Example use case: As a Cultural Studies professor studying Black intellectual history in Canada, Cameron requires robust search capabilities to uncover historical details that have traditionally remained missing from metadata and finding aids pertaining to Canada’s past. Making use of the rebuilt platform’s intelligent search capabilities, Cameron can query the collection in deeply nuanced ways, save and return to searches, and reveal previously hidden information. Making use of Canadiana’s IIIF (International Image Interoperability Framework) features, Cameron can then create a digital exhibition of information pertaining to Black intellectual history and link this content with other relevant archives and collections.
- Improved engagement and usability of the corpus
- Embedded tools to enhance interaction with the data corpus
- Interoperability with other linked open datasets, Digital Humanities tools, and repositories
Example use case: As a digital humanities scholar studying how social movements are formed through and against government discourses, Rowan needs to be able to aggregate information in the Canadiana collections with other Canadian research collections. Thanks to the rebuilt Canadiana’s linked data capabilities, Rowan can analyze details about social movements and social identity formation across diverse datasets. In Rowan’s open access publication on the findings, Rowan is also able to capitalize on the rebuilt Canadiana’s linked data capacities to link to the primary sources they cite in their paper.
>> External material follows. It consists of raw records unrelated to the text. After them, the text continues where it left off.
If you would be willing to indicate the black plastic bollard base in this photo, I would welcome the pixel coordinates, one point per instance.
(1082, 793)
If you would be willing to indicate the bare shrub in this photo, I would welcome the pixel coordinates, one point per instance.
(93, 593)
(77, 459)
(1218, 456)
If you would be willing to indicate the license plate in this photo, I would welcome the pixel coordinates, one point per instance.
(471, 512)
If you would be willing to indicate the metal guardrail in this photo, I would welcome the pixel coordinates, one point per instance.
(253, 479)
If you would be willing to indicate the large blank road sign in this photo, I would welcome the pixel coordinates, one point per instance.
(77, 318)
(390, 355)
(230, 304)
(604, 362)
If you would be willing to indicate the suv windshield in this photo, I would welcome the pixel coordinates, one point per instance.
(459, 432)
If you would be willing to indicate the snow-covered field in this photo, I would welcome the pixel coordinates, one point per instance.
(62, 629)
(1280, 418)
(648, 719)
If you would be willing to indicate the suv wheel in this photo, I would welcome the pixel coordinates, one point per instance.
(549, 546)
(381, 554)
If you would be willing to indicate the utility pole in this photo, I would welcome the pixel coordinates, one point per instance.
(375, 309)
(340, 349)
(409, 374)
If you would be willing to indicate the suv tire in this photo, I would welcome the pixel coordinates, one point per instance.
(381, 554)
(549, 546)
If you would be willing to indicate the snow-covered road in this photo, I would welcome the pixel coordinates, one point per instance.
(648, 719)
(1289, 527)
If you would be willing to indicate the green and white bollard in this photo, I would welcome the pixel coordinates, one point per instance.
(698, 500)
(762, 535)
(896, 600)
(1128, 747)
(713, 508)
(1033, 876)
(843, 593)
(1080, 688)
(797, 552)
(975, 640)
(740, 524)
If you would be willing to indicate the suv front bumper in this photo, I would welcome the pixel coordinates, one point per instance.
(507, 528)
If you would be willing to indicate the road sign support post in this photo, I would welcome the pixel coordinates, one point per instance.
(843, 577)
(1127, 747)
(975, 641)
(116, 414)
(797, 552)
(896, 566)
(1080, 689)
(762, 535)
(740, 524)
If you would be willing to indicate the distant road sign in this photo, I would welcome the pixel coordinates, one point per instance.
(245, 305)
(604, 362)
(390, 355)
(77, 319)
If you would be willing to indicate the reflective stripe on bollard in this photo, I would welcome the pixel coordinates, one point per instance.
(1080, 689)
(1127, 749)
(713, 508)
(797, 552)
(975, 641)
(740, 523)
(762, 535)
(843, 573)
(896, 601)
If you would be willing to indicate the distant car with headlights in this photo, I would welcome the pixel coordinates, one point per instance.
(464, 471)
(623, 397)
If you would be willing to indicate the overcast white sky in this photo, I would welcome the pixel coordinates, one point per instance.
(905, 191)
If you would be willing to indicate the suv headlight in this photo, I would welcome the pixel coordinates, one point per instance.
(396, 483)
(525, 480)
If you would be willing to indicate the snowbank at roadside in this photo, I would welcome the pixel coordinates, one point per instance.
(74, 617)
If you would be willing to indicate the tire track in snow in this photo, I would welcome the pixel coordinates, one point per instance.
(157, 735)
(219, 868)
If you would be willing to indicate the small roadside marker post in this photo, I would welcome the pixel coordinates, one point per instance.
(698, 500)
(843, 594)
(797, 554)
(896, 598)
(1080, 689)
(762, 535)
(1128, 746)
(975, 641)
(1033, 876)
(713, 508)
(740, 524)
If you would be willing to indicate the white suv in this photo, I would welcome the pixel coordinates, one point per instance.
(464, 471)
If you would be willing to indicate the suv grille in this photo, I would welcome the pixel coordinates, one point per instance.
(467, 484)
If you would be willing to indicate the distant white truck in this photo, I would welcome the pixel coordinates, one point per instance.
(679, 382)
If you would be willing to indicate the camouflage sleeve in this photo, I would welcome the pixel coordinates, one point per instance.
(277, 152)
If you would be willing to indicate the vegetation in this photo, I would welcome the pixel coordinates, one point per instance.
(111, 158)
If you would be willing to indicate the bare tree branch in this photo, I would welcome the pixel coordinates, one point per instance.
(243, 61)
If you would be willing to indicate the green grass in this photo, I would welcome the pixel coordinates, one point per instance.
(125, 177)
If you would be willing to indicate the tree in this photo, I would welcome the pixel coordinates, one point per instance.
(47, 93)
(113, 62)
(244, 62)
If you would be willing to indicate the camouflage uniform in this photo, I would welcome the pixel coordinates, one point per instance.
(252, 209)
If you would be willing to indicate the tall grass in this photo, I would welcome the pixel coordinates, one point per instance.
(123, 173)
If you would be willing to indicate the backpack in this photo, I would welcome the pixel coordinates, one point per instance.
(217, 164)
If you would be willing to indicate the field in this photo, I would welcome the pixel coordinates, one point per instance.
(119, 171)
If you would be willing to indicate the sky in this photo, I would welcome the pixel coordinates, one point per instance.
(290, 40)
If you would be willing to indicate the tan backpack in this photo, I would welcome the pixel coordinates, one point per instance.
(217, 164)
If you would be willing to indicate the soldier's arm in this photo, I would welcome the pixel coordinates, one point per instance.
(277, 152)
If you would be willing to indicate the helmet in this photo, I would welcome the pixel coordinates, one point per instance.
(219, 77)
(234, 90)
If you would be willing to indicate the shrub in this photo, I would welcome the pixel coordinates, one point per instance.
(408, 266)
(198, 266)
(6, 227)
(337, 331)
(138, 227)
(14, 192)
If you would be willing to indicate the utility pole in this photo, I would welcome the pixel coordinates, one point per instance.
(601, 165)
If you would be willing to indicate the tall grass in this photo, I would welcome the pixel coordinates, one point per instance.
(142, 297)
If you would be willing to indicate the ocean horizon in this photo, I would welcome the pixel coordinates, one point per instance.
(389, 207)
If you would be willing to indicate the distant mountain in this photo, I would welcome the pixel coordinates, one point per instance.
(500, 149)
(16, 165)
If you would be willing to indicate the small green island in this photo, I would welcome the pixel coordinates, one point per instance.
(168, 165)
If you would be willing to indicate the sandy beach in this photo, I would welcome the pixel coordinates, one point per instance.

- Content access and management capacity
- Command-line and GUI accesses for a wider range of users to enable member institutions to add research collections to Canadiana
- Traditional Knowledge Notices and Labels to support principles and practices of data sovereignty for First Nations, Inuit and Métis peoples
Example use case: Awena is a member of a First Nations community and is searching for historical documentation of their Nation’s cultural practices. Upon locating materials in Canadiana pertaining to their specific First Nation, Awena collaborates with their community to identify and set appropriate protocols for access to these materials. Making use of the rebuilt Canadiana’s authorization functionality, Awena implements the community-defined labels and protocols for the materials.
Example use case: Quinn is a librarian responsible for historical digital collections at a CRKN member institution. They have a 15+ year old digitized newspaper collection running on an obsolete platform with no migration path, limited metadata, and poor OCR. Using the new API/collection management tools, with approval from CRKN staff, Quinn can easily upload the collection into Canadiana. The collection is now part of the Canadiana corpus and benefits from new infrastructure features as well as AI-powered improved transcription and metadata enrichment. It also benefits from permanent preservation and from the access API protocols. The library can incorporate it into its discovery systems and/or current digital collections platforms.
Open Science Infrastructure for Canad(ian): Digital Collections of the Future (DCoF) Project
From climate change to socio-economic disparity, the problems Canadians face today originate in our shared history. The potential solutions to these challenges may lie there too, but only if researchers can access, analyze, and reveal the forces that have shaped contemporary Canadian life.
To support the innovative research that will be enabled by the modernized Canadiana infrastructure, CRKN is partnering with its members on a Canada Foundation for Innovation (CFI) – Innovation Fund application. Led by the University of Ottawa and Dr. Constance Crompton, Canada Research Chair in Digital Humanities, this CFI project will enable world-class research on Canada’s past to empower a better future for all Canadians.